Smith and his family prospered from the continued success and expansion of NRI, eventually becoming quite wealthy. The family lived in a large luxurious home (built in 1938, and still a private residence) in McLean, Virginia, located in a wooded area on the banks of the Potomac River off the George Washington Memorial Parkway (on Crest Lane).
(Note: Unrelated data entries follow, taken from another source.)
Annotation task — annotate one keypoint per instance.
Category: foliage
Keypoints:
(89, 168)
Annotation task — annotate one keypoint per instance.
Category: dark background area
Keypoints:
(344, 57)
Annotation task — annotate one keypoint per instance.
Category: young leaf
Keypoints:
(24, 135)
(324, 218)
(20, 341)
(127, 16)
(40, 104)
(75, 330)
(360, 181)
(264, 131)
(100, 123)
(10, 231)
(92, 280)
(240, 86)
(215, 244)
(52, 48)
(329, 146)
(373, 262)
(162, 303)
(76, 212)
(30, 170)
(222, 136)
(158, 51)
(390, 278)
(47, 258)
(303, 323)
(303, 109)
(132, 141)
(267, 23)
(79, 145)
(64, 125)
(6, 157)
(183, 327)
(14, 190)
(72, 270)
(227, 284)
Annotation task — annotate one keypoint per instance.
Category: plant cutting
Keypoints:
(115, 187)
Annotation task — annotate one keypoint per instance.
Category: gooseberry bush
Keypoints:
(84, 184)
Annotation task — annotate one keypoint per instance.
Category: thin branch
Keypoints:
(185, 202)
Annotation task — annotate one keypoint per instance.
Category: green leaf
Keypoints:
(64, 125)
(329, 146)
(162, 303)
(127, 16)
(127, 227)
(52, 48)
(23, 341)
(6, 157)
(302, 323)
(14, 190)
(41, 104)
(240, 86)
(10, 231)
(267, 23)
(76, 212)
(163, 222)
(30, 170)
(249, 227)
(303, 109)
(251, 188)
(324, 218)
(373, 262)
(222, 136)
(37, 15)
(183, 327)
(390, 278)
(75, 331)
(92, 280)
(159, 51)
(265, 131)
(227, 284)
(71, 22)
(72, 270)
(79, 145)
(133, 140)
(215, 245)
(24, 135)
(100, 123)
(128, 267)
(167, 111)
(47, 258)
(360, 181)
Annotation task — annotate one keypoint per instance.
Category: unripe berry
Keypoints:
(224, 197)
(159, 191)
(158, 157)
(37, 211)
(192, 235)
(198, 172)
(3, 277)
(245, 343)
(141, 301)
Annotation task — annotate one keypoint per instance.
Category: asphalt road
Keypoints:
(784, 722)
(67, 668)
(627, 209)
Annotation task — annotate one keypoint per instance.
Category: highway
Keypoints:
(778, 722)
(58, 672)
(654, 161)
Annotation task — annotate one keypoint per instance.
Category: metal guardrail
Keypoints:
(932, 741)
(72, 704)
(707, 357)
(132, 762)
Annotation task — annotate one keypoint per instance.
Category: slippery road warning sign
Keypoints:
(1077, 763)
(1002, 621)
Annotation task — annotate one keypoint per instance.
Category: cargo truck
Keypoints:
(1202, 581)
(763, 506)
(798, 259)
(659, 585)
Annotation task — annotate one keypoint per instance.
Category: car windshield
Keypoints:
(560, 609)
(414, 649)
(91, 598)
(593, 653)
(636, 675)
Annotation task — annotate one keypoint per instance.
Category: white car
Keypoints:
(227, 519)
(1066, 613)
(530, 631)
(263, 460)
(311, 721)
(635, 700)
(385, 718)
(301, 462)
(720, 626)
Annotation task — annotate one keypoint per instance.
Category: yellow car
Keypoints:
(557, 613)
James E. Smith's wife was Sarah Morrison Smith, who was a graduate of the Washington School of Law, and was admitted to practice before the District Bar. They traveled extensively, both domestically and internationally. The couple was married for 54 years before she died in January 1965 at the age of 83. The Smiths had two daughters, Marjory (1912–2004, married surname was Sarich) and Carol (1914–2007, married name was Galbraith), and one son, James Morrison (1916–2010, he went by his middle name). In 1956, at age 75, Smith retired as president of NRI and handed the role over to his son Morrison, who was also a graduate of WPI (B.S.I.E., 1937). James E. Smith died on September 30, 1973, at his home in Virginia at the age of 92.

Smith was a strong believer in giving back. He was in leadership roles at Washington area nonprofits like the YMCA and Roundtable, as well as the George Everett Partridge Memorial Foundation for handicapped children (since forfeited). Through the years, James E. Smith, his son Morrison, and his grandson Michael M. Galbraith (B.S., 1958, WPI), were generous benefactors to a variety of causes, including their alma mater, where three four-year full-tuition endowed scholarships were established through the Macamor Foundation, which Smith established in the mid-1950s to continue all of his philanthropic interests after his death. In their lifetimes, they donated, in totality, over one million dollars to WPI. The foundation's name was derived from the first syllables of Smith's three children's names. As of 2015, Smith's descendants were serving as the officers of the Macamor Foundation, now based in South Carolina. In 1955, Smith also established the National Radio Institute Charitable Trust, which contributed regularly to charitable, religious, and educational purposes while it was in existence. An additional career education plan was set up for NRI employees, which paid full tuition costs for further education in fields related to their work.